Determine if the following family, $\mathcal{F}$, of continuous functions is compact: $\{x^{n}\} \cup \{0\}$ in $[0,\frac{1}{2}]$
To do this I have to appeal to the Arzela Ascoli Theorem. In particular I have to establish that this family, $\mathcal{F}$, is:
- Bounded
- Closed
- Equicontinous
At the moment I am having trouble establishing if this family is closed or not.
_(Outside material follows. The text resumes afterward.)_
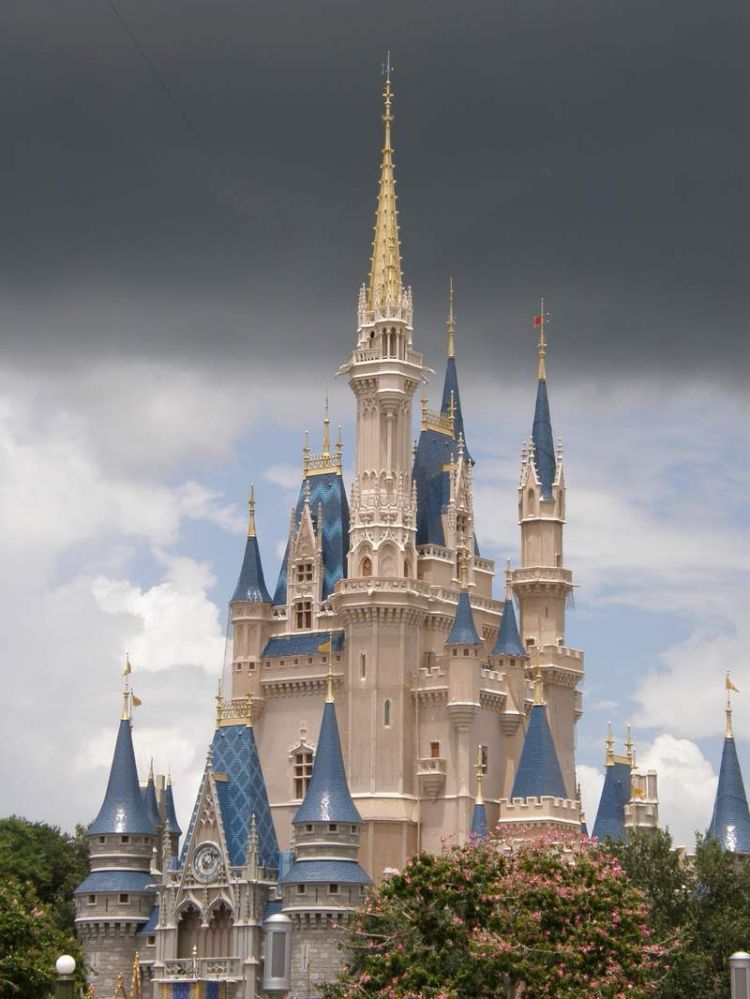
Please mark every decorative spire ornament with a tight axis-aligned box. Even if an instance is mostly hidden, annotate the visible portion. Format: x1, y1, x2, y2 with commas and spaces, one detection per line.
368, 52, 402, 312
447, 276, 456, 358
247, 483, 256, 538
But I think it has more to do with how I'm using the idea of showing a set is closed in general.
So to show that this family $\mathcal{F}$ is closed I have to show that all of this sets limit points are in the set.
Observe that $f_{n}(x) = x^{n} \to 0$, when $n \to \infty$, when $x \in [0,\frac{1}{2}]$.
Proof: Suppose $f_{n}(x)$ converges uniformly to $f(x) \in C([0,\frac{1}{2}])$, where $f_{n} \in \mathcal{F}$.
Want to show: $f(x) = 0 \in \mathcal{F}$
This is where I'm stuck and feel I probably shouldn't be since I've done questions like this before involving real numbers.
I have to somehow show that $\|f_{n}(x) - f(x)\|_{\infty} \to 0$. I think....maybe I'm not even supposed to use the uniform norm in this scenario. As can be seen I'm stuck. SUggestions on how to proceed?
Alternative proof: In any topological space $\{x,x_1,x_2,...\}$ is compact if $x_n \to x$. This is because any open cover has a member containing $x$ and this member contains all but finitely many of the $x_n$'s. Hence there is a finite subcover. In the present case $|x^{n}| \leq (\frac 1 2)^{n} $ so $x^{n} \to 0$ uniformly.
Thus Arzela - Ascoli Theorem is an overkill for this question.